You are viewing a plain text version of this content. The canonical link for it is here.
Posted to issues@spark.apache.org by "Vladimir Smelov (JIRA)" <ji...@apache.org> on 2017/10/02 09:54:00 UTC

[jira] [Updated] (SPARK-22182) Incorrect Date and Timestamp conversion beyon before 1000 year

     [ https://issues.apache.org/jira/browse/SPARK-22182?page=com.atlassian.jira.plugin.system.issuetabpanels:all-tabpanel ]

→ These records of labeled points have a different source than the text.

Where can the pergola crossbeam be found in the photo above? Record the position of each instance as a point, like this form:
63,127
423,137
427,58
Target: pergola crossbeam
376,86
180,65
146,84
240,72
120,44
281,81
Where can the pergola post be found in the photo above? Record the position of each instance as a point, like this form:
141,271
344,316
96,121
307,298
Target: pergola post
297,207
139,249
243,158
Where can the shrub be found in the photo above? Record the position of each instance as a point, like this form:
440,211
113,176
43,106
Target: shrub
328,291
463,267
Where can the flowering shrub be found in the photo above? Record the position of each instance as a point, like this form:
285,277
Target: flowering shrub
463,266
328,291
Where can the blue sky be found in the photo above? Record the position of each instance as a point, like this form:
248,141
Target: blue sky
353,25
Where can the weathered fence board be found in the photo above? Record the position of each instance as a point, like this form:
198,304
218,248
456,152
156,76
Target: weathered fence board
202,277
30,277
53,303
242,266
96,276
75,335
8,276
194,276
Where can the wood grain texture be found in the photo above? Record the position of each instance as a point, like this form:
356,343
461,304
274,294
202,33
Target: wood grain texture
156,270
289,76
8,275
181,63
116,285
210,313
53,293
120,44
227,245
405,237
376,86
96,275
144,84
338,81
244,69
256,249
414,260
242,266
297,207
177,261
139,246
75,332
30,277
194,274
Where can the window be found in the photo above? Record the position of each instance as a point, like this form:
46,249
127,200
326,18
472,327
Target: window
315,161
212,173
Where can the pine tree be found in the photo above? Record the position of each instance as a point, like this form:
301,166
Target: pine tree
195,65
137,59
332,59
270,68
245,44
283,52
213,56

Vladimir Smelov updated SPARK-22182:
------------------------------------
    Description: 
I create DF with None values in each odd row


{code:python}
    from pyspark.sql.functions import lit
    from datetime import datetime
    from pprint import pprint

    df = spark.range(0, 10).withColumnRenamed('id', 'field_int')
    d = datetime.now().date()
    dt = datetime.now()
    df = df.withColumn('field_date', lit(d))
    df = df.withColumn('field_datetime', lit(dt))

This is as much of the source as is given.